Books for the News, History, Music, Sociology

Martha Feldman awarded 2010 Laing Prize

jacket image
Since 1963, the Press has awarded the annual Gordon J. Laing Prize to the Chicago faculty author, editor, or translator whose book has brought the greatest distinction to the Press’s list. This year, at a ceremony held at the International House on the University of Chicago campus, the prize honored U of C professor of music Martha Feldman for her book Opera and Sovereignty: Transforming Myths in Eighteenth-Century Italy.
Performed throughout Europe during the 1700s, Italian heroic opera, or opera seria, was the century’s most significant musical art form, profoundly engaging such figures as Handel, Haydn, and Mozart.

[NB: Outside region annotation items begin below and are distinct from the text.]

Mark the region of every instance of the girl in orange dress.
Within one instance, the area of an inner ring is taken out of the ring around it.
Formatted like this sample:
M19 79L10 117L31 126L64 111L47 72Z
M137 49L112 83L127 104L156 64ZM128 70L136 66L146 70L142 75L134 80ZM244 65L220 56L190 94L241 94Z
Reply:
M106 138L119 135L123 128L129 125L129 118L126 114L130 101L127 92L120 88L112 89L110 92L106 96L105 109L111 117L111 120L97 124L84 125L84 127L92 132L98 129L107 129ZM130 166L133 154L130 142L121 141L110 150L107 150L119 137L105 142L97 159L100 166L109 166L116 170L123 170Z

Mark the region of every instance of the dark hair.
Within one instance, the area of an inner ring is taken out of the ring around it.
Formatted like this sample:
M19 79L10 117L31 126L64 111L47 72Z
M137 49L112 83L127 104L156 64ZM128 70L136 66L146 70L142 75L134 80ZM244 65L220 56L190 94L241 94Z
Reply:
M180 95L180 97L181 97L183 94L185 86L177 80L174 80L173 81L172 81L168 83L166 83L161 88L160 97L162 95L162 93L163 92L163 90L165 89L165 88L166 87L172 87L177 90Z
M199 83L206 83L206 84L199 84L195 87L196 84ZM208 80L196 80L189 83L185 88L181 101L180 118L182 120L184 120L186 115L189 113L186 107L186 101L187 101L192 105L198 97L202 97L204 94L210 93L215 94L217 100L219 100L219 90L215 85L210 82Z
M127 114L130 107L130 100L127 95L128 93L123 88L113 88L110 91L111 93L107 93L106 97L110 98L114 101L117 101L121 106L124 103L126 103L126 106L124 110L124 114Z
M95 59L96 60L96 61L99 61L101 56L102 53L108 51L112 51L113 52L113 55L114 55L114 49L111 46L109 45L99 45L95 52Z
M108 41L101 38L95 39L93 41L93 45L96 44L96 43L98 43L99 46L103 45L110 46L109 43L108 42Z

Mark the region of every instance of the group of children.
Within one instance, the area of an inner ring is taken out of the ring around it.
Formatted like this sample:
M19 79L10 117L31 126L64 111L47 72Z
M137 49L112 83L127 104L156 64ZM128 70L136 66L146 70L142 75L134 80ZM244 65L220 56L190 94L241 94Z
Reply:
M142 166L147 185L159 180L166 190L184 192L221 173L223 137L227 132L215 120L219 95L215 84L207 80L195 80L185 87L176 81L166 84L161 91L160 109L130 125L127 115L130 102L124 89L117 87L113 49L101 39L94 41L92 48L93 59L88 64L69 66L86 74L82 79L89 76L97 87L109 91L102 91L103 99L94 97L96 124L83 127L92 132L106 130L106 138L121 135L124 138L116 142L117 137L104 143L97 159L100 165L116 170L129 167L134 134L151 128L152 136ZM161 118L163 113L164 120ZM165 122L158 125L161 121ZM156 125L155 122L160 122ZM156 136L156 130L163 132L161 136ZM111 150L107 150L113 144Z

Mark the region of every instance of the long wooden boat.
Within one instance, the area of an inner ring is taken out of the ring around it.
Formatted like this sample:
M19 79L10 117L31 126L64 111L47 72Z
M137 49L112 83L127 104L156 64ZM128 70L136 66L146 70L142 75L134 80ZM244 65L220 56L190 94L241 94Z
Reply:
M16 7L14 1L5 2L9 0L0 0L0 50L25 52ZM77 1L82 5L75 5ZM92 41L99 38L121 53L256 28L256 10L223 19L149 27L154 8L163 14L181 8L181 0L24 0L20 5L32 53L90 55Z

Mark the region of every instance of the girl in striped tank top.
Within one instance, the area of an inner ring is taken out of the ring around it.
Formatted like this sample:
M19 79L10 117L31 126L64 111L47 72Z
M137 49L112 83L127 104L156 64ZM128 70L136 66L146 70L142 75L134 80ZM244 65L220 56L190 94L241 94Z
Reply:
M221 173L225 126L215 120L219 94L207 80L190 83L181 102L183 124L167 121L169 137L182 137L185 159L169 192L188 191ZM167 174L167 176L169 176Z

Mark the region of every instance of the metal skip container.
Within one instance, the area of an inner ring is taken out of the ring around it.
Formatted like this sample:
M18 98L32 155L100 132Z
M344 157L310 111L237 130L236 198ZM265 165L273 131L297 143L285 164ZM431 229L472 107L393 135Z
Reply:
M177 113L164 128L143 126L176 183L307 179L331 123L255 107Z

Opera and Sovereignty is the first book to address this genre as cultural history, arguing that eighteenth-century opera seria must be understood in light of the period’s social and political upheavals.
Taking an anthropological approach to European music that’s as bold as it is unusual, Martha Feldman traces Italian opera’s shift from a mythical assertion of sovereignty, with its festive forms and rituals, to a dramatic vehicle that increasingly questioned absolute ideals. She situates these transformations against the backdrop of eighteenth-century Italian culture to show how opera seria both reflected and affected the struggles of rulers to maintain sovereignty in the face of a growing public sphere. In so doing, Feldman explains why the form had such great international success and how audience experiences of the period differed from ours today.